Jack Anderson was never able to play high school baseball while growing up in Manistee.
His high school didn’t have a team because of concerns of the actual season being too short, forcing him to explore other options.
And that’s where fastpitch softball came in.
“That was something we did in the summer,” Anderson said. “I had a sister and four brothers and all of us played fastpitch softball. That was kind of how we were raised. We lived a block away from the field. We were up there watching it all the time when we were younger. That was what everybody did around there was play fastpitch softball.”
Several decades later, softball still remains a big part of Anderson’s life. After giving coaching a shot when the Portland High School softball position opened 36 years ago, he’s still in the same spot and has experienced plenty of success along the way.
More success is on the horizon for Anderson, who is close to becoming the 10th softball coach in state history to reach 900 victories. He enters Portland’s home tournament Saturday three wins away from reaching the milestone as the Raiders (18-2) are in the midst of another strong season.
“I’ll be honest, it is a big number,” Anderson said of nearing 900 wins. “Portland High School and I have been blessed with a lot of really, really good athletes that have been dedicated.

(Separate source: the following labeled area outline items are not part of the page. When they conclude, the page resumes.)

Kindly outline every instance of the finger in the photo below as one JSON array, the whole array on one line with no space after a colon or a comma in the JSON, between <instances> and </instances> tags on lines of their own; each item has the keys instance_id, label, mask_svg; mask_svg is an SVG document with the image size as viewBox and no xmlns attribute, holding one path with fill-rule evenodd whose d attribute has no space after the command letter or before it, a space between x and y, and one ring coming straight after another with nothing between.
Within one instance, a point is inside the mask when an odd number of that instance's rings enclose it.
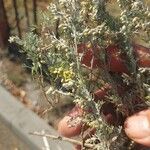
<instances>
[{"instance_id":1,"label":"finger","mask_svg":"<svg viewBox=\"0 0 150 150\"><path fill-rule=\"evenodd\" d=\"M127 136L133 141L150 147L150 109L128 117L124 128Z\"/></svg>"},{"instance_id":2,"label":"finger","mask_svg":"<svg viewBox=\"0 0 150 150\"><path fill-rule=\"evenodd\" d=\"M137 64L139 67L150 68L150 48L133 44L133 52L136 56ZM87 46L85 43L78 45L78 53L82 54L81 64L90 68L95 69L102 66L102 62L98 58L100 48L98 46ZM106 48L107 56L107 69L111 72L116 73L127 73L128 69L125 65L125 58L120 53L118 45L109 45Z\"/></svg>"},{"instance_id":3,"label":"finger","mask_svg":"<svg viewBox=\"0 0 150 150\"><path fill-rule=\"evenodd\" d=\"M75 106L58 124L58 132L65 137L77 136L82 131L83 110Z\"/></svg>"}]
</instances>

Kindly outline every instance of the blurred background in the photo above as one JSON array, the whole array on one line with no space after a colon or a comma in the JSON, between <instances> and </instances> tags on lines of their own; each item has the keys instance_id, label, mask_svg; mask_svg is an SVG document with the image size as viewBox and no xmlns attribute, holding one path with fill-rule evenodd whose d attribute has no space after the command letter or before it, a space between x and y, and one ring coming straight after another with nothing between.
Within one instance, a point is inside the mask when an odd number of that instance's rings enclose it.
<instances>
[{"instance_id":1,"label":"blurred background","mask_svg":"<svg viewBox=\"0 0 150 150\"><path fill-rule=\"evenodd\" d=\"M39 26L40 14L50 2L52 0L0 0L0 84L56 129L60 118L73 107L72 102L69 97L62 97L64 100L51 109L39 85L32 80L30 69L24 66L28 62L18 51L18 45L8 42L10 36L22 38L32 27ZM150 6L150 0L145 3ZM107 9L114 16L119 14L115 1ZM3 128L0 126L0 130Z\"/></svg>"}]
</instances>

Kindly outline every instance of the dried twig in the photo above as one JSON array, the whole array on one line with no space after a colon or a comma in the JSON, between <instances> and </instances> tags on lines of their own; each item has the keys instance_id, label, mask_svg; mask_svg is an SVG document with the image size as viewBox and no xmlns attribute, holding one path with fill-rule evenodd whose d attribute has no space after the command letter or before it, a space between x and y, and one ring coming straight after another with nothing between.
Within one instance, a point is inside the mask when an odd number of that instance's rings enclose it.
<instances>
[{"instance_id":1,"label":"dried twig","mask_svg":"<svg viewBox=\"0 0 150 150\"><path fill-rule=\"evenodd\" d=\"M55 136L55 135L50 135L50 134L45 134L45 133L43 134L43 133L40 133L40 132L30 132L29 134L37 135L37 136L44 136L44 137L54 139L54 140L67 141L67 142L70 142L70 143L73 143L73 144L76 144L76 145L83 145L82 141L80 142L80 141L77 141L75 139L71 139L71 138L67 138L67 137ZM84 143L84 147L93 149L93 144Z\"/></svg>"}]
</instances>

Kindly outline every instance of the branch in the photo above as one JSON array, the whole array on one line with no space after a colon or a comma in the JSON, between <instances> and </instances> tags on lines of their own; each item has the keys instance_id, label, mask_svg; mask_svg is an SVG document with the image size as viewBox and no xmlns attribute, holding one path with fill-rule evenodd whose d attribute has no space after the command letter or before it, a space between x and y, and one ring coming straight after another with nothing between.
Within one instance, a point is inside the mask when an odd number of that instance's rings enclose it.
<instances>
[{"instance_id":1,"label":"branch","mask_svg":"<svg viewBox=\"0 0 150 150\"><path fill-rule=\"evenodd\" d=\"M54 140L67 141L67 142L70 142L70 143L76 144L76 145L83 145L82 141L80 142L80 141L70 139L70 138L67 138L67 137L55 136L55 135L50 135L50 134L45 134L45 133L40 133L40 132L29 132L29 134L37 135L37 136L43 136L43 137L47 137L49 139L54 139ZM93 144L84 143L84 147L93 148Z\"/></svg>"}]
</instances>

I’ve had some outstanding coaches that have been on my staff for a long, long time. We wouldn’t be successful without those people involved with it.
“It’s the athletes you have. No matter what, you have to have good players or you’re never going to get 900 wins. And you have to have good coaching throughout your different levels in order to get them ready to play. I’ve been very fortunate to have had both of those throughout my career.”
Like most coaches who enter the profession, Anderson never expected to coach for more than three decades or accumulate the amount of victories that he has over the years.
But the 64-year old said being around the kids is the biggest reason why he has continued to coach.
“When I get out on the field, whether I’m at practice or at a game, they make me feel young to be honest,” Anderson said. “I enjoy being out on the field with them. I enjoy being a part of that. That’s one of the biggest things that has kept me in. It’s also the support that I’ve had from my wife and my family.”
Anderson hasn’t always been able to attend all the activities that his three kids have been involved with because of coaching, noting that he had to miss his son’s tennis matches. But one of the biggest thrills of his coaching career was getting a chance to coach his two daughters.
Last spring was another highlight of Anderson’s coaching career as he was part of a team that made an unexpected run to the Division 2 quarterfinals. Several players from that team are back and have Portland ranked No. 8 in the latest Michigan High Softball Coaches Association Division 2 rankings and in contention for another league title with a key CAAC White doubleheader Monday at Eaton Rapids.
“I thought that we would have the opportunity to be in the running for a league title,” Anderson said Wednesday. His teams have picked up two more since. “I thought that we’re going to have the opportunity to contend for a district and hopefully a regional championship going into the season, I think the kids had that as a goal. I’m not sure we thought we’d be at 16-2 right now because of some of the teams (we play) and the tournaments that we’re in. We were hoping again that we would get better every game and by the time we got to districts that we’d be ready to play.”